Bankruptcy and Credit Cards

No one likes the word bankruptcy. It appears as if your financial situation has gone through a disastrous experience. Unfortunately, this disastrous appearance is one of the unfortunate outcomes when a person, or an organization, files for bankruptcy.

A Changing Mind Set

The legal status of bankruptcy is relatively new in the United States. In the past, the sons of the debt owners inherited the debt. Or, in the worst case, the family members of the debt owner became slaves of the creditor for a determined period of time.

With time, this law changed. Instead of forcing slavery onto the family members of the person who owed the debt, the owner of the debt could face a jail sentence. Fortunately, this practice changed. After all, it is pretty much impossible for a debtor to repay the money owed when he or she is in jail! Therefore, people no longer have to face the possibility of going through a trial and a period of incarceration.

In our modern, and more civilized world, any person who really can’t pay his debts can apply for bankruptcy. Currently, there are several different types of bankruptcy classifications for individuals and organizations. Each one of them is designed for specific cases and made for protecting determined persons or companies.

After Filing Bankruptcy

Once a person has filed for bankruptcy, this information is spread throughout the financial system via credit reports. In the past, this information could take some time to reach every financial institution in the country. But, thanks to computers, it only takes a day or two for institutions throughout the nation to remain informed.

Yet, for some reason, many consumers still receive a flood of credit card offers from credit card companies even after filing for bankruptcy. How is that possible? There are two main reasons behind this apparent contradiction.

First of all, the fact that your current financial status is available does not necessarily mean the credit card companies have accessed your most current information. As a matter of fact, they may never actually check into your financial status before sending you invitations to apply for their card. After all, to do so would require investing money in equipment and people. Therefore, it is less expensive to send out mailings and to only check into the credit history of those who actually apply for the card.

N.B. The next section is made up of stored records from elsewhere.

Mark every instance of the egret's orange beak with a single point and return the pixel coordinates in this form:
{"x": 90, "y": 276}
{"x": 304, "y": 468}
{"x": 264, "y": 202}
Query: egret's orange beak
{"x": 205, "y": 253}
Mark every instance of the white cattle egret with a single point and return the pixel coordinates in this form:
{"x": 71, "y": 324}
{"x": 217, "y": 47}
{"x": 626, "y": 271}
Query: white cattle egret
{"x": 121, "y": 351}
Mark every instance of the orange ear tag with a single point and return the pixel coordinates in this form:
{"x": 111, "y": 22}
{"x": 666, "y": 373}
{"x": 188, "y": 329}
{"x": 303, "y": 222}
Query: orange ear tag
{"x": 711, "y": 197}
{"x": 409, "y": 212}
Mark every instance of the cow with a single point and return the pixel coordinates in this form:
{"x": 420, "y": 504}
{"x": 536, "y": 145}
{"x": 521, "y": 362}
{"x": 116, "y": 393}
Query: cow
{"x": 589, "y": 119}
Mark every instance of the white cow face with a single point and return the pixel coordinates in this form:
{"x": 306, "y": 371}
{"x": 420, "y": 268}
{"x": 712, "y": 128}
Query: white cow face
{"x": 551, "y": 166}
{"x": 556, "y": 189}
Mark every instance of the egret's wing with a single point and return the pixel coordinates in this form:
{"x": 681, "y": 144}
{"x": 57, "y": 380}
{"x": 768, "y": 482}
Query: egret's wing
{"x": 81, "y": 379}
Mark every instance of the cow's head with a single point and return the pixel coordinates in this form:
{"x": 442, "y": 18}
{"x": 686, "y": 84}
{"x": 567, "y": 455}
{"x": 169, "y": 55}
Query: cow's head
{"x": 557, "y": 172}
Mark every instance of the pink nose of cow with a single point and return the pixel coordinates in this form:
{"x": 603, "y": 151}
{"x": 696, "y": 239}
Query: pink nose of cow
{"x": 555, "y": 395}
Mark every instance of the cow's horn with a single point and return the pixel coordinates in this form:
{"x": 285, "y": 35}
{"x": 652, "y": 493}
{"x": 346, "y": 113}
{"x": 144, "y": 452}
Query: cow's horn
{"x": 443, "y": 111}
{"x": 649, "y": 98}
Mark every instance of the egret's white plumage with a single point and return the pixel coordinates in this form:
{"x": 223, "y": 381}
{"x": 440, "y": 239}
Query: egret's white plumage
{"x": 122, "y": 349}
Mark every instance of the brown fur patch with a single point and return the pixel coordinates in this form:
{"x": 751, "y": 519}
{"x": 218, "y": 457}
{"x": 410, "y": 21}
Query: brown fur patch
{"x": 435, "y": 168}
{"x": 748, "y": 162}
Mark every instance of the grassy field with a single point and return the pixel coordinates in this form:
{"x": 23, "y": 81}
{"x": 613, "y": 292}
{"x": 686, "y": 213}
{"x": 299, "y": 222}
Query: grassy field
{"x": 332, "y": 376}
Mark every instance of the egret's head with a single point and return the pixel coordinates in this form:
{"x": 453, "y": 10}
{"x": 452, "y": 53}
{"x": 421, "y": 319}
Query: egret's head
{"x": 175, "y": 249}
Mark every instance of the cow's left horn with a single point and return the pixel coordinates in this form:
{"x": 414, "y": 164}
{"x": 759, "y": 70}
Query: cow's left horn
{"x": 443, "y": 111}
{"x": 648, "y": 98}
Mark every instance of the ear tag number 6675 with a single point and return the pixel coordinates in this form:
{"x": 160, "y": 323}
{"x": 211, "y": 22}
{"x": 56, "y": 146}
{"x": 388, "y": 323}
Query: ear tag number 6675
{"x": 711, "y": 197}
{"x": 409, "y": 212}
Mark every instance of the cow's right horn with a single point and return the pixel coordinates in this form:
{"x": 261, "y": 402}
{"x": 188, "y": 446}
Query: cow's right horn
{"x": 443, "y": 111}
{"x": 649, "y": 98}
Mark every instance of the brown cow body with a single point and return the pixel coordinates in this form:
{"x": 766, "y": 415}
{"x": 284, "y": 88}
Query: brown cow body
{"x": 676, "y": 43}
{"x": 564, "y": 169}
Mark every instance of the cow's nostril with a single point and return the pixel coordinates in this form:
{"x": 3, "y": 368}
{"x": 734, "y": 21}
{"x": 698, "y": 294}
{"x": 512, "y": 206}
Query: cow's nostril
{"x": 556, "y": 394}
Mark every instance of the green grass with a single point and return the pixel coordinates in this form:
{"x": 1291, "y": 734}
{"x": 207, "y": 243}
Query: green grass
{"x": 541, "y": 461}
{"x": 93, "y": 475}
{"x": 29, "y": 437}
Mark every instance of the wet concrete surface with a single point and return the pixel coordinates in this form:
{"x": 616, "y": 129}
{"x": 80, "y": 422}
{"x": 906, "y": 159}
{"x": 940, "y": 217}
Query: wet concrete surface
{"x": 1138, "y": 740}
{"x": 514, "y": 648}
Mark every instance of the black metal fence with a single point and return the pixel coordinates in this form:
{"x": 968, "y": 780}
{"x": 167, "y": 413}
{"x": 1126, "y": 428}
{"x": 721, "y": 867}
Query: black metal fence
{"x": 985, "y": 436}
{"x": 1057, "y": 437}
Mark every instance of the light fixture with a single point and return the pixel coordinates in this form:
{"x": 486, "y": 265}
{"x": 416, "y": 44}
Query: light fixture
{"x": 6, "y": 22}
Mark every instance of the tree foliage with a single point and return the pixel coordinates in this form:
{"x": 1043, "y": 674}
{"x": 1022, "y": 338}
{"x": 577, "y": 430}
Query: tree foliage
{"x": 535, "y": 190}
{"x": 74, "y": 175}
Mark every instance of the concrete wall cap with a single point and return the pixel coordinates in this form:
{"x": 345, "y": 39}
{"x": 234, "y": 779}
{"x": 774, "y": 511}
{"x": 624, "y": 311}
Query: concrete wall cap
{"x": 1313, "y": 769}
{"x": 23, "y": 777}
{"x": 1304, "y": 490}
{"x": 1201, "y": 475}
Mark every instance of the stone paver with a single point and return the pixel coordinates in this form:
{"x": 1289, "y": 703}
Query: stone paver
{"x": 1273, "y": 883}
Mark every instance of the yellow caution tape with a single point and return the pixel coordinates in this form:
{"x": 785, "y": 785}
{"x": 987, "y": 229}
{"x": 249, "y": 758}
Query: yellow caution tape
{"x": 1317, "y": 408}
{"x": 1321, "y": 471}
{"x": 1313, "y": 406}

The second explanation for receiving credit card invitations is that some credit card companies simply don’t care about your financial situation. Although they may know you have recently filed for bankruptcy, they still see you as a potential source of future business.

This is because you are considered “out of the system.” By this, it means no traditional financial entity will offer you credit until your bankruptcy situation has been resolved. This means you are probably somewhat desperate for a line of credit and are willing to pay fees and high interest charges. In addition, you are likely looking to rebuild your credit and, therefore, will be more cautious with your credit this time around.

Bankruptcy and Credit Cards

Preying on the Bankrupt

In reality, there are many credit card companies that make it their business to offer credit cards to people that are bankrupted. Since these costumers entail a higher risk than a typical card user, the cards have higher Annual Percentage Rates (APR’s). In this way, the credit card company builds in a margin of safety for clientele who may not pay his or her debt.

Credit card companies know that bankrupt individuals are pretty helpless in today’s world. If they don’t have a credit card they won’t be able to make hotel or plane reservations, buy online with many stores, or rent a car. So, even though bankrupt individuals are under a huge financial stress, they still need a credit card in many ways to maneuver through today’s world – even if it means paying higher interest rates and giving up many of the attractive benefits commonly associated with traditional credit cards.

So, no matter how badly your credit record has been damaged from past credit misdeeds, there will likely always be companies willing to help you acquire a credit card. Of course, this convenience often comes at a pretty hefty price.